労働条件が記載されている点で、労働者にとって就業規則は重要です。この記事では、就業規則とは何か、就業規則がない場合に想定される問題ついて解説します。
目次
まず、就業規則とはどのようなものなのでしょうか。労働者が使用者と雇用契約書を作成している場合は不要なのでしょうか。
以下、解説していきます。
「就業規則」とは、使用者が作成した定形的に労働条件を定めた書面のことをいいます。
例えば、労働時間や給与、休暇や退職・解雇についての一般的なルールが定められていることが多いと思います。
ただし、就業規則の内容は使用者が好き勝手に定められるものではありません。
最高裁判所では、就業規則は当該事業所内での社会規範にとどまらず、法的規範としての性質が認められると判示しています。
就業規則は、一種の社会的規範としての性質を有するだけでなく、それが合理的な労働条件を定めているものであるかぎり、経営主体と労働者との間の労働条件は、その就業規則によるという事実たる慣習が成立しているものとして、その法的規範性が認められるに至っている。

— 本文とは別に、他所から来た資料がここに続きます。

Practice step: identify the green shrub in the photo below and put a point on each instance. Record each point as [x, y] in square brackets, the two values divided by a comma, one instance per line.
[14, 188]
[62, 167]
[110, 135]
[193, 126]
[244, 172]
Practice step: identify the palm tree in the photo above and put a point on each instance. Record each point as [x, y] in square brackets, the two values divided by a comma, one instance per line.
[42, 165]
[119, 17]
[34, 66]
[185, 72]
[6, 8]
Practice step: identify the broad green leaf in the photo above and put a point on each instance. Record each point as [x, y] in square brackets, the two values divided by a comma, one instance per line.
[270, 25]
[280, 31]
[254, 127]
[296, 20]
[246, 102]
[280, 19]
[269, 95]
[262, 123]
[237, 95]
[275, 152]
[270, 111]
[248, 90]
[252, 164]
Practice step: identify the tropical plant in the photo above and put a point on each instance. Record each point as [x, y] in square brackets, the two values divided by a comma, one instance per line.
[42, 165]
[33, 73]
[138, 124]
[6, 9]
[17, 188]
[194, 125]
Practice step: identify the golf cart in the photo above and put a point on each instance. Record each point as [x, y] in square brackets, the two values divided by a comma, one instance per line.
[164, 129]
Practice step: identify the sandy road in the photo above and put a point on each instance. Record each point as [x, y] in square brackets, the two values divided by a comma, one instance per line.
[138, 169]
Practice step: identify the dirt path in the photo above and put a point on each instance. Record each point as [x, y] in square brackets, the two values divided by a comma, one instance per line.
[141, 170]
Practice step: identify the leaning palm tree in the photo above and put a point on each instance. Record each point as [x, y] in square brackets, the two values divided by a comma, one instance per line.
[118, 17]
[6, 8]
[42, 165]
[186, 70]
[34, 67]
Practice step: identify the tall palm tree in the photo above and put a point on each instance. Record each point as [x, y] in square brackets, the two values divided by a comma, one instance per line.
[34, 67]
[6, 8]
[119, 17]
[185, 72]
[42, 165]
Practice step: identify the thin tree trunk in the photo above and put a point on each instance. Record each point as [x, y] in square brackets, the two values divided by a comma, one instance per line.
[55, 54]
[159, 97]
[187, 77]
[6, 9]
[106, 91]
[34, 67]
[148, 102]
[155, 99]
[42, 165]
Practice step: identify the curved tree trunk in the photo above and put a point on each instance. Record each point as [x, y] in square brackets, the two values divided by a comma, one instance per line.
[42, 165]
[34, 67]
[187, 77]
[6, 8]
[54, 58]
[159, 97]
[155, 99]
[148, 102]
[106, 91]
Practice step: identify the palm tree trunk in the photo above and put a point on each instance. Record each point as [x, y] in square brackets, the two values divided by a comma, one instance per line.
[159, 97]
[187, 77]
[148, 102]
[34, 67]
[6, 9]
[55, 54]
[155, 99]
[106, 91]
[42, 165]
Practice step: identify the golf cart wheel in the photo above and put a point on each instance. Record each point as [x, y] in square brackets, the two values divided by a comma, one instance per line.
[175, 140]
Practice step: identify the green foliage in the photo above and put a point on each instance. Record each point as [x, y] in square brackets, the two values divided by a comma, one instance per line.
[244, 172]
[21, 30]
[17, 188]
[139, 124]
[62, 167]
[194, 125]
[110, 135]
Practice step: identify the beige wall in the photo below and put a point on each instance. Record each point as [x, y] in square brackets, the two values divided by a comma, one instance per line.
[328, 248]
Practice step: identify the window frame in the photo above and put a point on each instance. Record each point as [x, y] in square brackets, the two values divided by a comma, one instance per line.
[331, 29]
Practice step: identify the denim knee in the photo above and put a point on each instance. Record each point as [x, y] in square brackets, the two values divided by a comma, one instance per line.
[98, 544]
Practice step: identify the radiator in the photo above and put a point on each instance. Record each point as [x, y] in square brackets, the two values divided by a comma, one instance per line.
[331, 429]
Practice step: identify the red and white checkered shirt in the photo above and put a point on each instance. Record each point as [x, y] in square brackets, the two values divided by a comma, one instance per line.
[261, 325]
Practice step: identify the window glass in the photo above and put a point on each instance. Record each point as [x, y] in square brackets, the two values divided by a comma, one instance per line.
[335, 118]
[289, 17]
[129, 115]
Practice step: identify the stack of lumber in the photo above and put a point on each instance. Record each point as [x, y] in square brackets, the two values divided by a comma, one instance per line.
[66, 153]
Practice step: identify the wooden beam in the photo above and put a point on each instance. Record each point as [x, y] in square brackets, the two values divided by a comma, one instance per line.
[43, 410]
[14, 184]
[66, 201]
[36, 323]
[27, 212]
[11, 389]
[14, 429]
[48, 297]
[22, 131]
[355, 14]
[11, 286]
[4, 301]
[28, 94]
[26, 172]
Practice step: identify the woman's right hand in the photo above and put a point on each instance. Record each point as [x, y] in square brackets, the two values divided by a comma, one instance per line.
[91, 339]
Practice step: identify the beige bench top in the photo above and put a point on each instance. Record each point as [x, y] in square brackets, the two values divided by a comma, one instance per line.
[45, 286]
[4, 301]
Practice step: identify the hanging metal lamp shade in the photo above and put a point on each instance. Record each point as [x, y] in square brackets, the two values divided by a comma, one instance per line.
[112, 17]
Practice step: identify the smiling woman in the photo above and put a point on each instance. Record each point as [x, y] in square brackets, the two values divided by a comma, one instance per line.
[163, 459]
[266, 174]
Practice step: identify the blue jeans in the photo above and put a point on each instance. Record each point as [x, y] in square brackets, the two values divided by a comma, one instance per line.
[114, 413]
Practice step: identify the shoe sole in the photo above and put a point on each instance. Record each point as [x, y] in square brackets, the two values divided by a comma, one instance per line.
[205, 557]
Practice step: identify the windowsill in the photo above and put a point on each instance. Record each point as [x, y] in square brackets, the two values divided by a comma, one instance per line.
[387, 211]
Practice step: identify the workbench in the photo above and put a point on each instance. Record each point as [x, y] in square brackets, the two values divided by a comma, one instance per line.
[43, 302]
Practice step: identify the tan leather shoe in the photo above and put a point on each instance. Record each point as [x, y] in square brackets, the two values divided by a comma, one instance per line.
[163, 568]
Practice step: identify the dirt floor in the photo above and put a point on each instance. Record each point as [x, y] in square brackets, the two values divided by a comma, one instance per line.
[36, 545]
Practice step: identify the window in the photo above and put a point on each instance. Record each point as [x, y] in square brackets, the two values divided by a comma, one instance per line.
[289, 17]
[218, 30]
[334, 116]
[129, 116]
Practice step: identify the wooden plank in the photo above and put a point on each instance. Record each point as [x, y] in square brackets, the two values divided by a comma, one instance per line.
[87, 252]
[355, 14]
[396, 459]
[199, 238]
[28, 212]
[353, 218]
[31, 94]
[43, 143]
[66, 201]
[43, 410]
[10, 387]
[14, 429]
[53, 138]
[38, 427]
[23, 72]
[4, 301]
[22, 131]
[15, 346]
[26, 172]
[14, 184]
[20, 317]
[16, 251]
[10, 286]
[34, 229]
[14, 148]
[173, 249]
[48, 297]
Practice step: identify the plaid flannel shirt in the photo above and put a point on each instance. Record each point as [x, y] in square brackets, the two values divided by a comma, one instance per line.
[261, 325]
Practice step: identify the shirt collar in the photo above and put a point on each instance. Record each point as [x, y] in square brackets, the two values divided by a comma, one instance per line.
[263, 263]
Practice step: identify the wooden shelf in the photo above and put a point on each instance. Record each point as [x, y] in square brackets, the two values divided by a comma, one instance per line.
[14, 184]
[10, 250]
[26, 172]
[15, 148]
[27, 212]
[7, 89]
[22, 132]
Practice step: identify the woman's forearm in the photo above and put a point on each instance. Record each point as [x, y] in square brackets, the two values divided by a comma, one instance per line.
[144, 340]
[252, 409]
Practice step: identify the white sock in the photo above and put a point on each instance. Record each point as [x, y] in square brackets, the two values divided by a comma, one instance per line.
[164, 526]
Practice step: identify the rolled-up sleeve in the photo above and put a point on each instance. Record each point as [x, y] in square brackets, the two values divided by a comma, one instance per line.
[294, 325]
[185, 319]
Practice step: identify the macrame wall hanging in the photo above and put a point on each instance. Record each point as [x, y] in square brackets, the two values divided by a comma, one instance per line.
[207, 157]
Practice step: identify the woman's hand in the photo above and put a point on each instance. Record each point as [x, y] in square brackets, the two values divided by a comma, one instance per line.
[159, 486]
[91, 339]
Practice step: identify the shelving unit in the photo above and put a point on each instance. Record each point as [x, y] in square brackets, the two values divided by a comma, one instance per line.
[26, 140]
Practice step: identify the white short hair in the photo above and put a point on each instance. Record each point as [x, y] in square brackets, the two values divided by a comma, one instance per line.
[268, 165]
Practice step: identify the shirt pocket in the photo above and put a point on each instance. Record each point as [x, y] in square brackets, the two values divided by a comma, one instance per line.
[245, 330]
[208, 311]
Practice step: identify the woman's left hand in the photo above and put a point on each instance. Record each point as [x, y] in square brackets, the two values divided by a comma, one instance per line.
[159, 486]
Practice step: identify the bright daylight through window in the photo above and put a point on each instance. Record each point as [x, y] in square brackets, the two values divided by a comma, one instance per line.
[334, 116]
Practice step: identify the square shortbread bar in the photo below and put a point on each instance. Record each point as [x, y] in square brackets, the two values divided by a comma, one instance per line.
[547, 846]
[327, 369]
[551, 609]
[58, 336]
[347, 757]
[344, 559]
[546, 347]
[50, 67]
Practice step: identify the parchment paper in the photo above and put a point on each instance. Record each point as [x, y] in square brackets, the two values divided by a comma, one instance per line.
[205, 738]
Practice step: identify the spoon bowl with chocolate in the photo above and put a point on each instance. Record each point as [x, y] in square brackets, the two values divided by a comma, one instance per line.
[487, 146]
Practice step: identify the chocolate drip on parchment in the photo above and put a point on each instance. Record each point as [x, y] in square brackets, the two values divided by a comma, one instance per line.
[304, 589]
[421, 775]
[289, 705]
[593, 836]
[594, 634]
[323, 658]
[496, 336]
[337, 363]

最大判昭和43年12月25日(民集22巻13号3459頁・判時542号14頁)全文
つまり、少なくとも就業規則が法的に拘束力を持つためには「合理的な内容」でなければなりません。
就業規則を作成する際には、必ず記載しなければならない絶対的必要記載事項というものが法律で定められています。(労働基準法第89条各1~3号)
代表的な絶対的必要記載事項は以下のとおりです。
絶対的必要記載事項を欠く就業規則は無効です。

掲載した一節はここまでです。